WARSAW, Nov 10 (Reuters) – Poland’s pro-European Union opposition parties said they plan to use all its proceeds from sales of EU carbon permits to finance a faster transition from coal to renewable energy.
The opposition coalition, which is expected to form Poland’s government by the end of the year, plans a radical shift towards wind and solar to replace coal as the main source of Polish electricity by the end of the decade.
Poland’s coal-dominated electricity mix means it has one of Europe’s highest spot power prices, while a heavy carbon footprint hampers the competitive potential of its producers, including makers of power-hungry products such as steel.
“We will unblock funds from the National Reconstruction Plan and allocate all proceeds from the ETS emissions trading system to investments in the energy transformation,” the parties said in a coalition agreement signed on Friday.
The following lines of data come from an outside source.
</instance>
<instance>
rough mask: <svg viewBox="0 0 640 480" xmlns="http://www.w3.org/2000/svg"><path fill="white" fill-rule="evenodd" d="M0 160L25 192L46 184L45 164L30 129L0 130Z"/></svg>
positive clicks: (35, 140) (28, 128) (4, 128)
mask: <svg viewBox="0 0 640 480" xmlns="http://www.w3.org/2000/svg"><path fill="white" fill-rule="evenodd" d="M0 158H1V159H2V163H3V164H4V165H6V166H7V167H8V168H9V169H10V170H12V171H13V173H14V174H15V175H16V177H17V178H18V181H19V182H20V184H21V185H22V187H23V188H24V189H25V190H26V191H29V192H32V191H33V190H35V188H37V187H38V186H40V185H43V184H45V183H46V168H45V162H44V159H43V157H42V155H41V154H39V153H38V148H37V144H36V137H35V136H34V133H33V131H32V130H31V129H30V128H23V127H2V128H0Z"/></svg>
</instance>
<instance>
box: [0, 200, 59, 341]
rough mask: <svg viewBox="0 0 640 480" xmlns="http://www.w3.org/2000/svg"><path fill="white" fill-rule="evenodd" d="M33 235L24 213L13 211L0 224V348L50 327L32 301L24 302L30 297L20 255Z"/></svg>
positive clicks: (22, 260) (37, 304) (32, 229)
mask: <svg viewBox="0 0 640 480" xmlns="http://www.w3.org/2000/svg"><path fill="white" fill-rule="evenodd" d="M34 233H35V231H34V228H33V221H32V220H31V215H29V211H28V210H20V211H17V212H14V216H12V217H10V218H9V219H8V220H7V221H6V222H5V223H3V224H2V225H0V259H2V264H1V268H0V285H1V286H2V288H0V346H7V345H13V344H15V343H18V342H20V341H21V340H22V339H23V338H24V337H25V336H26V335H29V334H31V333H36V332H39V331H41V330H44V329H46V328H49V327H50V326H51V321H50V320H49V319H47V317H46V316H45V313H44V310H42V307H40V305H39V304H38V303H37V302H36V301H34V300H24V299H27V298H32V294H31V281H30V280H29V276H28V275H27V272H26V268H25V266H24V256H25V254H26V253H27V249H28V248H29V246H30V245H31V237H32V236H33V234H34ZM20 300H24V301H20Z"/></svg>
Earmarking these funds for green energy investments will be key to achieving the opposition’s goal of as much as 70% of Polish energy production from renewable sources by 2030. Some 70% of Polish electricity currently comes from coal.
Poland last year sold almost 63 million EU carbon allowances, earning nearly 5 billion euros, but only a fraction of the proceeds was used to finance energy transformation.
While the outgoing Law and Justice (PiS) government introduced subsidies for households installing heat pumps and solar panels, it blocked onshore wind developments for most of its eight years in power and promised unions that it would keep mining coal until 2049.